Income Report / Income Note: Focussing on areas of pain in the portfolio (NBI, SGP, CBAPG)

By Market Matters 25 March 20

Income Note: Focussing on areas of pain in the portfolio (NBI, SGP, CBAPG)

Market Matters Income Report 25th March 2020

The market opened with a bang this morning hitting an early high above 5000 although it has tapered off somewhat. Some huge moves early on with Afterpay up +45% near open before settling +25% higher while the likes of Magellan (MFG) +21%, Qantas (QAN) +21% & Sydney Airports (SYD) +10% are also seeing strong interest.
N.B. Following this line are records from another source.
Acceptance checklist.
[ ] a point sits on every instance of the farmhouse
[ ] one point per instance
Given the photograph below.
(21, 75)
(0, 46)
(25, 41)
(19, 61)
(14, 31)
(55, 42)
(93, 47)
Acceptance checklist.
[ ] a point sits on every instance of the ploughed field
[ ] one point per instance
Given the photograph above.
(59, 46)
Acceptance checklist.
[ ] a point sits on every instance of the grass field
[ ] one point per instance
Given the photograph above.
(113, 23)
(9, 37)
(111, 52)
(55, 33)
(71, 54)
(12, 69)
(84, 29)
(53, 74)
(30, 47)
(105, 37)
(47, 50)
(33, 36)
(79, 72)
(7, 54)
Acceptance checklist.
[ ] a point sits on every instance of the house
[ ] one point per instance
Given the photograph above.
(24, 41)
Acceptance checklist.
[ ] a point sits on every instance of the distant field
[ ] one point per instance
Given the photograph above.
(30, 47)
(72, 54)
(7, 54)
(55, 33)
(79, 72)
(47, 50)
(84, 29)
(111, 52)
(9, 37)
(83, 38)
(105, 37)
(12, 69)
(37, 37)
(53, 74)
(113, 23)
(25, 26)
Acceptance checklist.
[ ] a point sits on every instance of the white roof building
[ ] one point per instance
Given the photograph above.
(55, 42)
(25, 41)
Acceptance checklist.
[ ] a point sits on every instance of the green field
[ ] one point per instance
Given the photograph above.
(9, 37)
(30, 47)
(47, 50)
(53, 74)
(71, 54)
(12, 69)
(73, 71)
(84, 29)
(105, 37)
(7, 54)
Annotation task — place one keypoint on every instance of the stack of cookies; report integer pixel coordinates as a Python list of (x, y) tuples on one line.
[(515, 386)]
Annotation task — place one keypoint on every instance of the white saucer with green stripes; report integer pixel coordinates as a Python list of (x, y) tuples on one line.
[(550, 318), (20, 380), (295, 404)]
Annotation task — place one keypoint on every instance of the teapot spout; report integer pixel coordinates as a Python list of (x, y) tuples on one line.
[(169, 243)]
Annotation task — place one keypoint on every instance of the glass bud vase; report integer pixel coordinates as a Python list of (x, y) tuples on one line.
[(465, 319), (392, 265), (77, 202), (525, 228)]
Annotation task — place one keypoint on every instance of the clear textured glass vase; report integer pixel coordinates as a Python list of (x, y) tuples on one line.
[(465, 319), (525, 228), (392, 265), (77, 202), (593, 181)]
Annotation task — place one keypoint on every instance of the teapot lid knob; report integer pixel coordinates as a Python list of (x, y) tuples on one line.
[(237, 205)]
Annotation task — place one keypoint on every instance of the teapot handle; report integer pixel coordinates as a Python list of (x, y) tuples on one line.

The stocks that have been beaten the most, tend to bounce the most and we’re certainly seeing that in the market today.

Qantas (QAN) is actually an interesting one today with all the uncertainty in the market they’ve managed to buck the trend this morning in what seems to be a pretty incredible result accessing further debt & liquidity.

·        QAN has secured $1.05Bn in additional debt against unencumbered aircraft (bought using cash).

·        Tenure is for 10 years at an interest rate of 2.75% (that’s right 2.75%)

·        Flagging ability and willingness of lenders to potentially offer up further flexible financing against assets.

Qantas and other travel companies are obviously the hardest hit groups within the market, with a zero-revenue line and leverage against costs.  Although still early stage and in its infancy its positive in my view to be seeing banks & other lenders extending funding within this environment to large and small businesses. The co-ordinated move from regulators, government and reserve banks is geared towards providing liquidity to the system and guaranteeing continued capital flows. All these measures are showing banks are prepared to give a holiday, provide more liquidity and perhaps credit markets will start to normalise.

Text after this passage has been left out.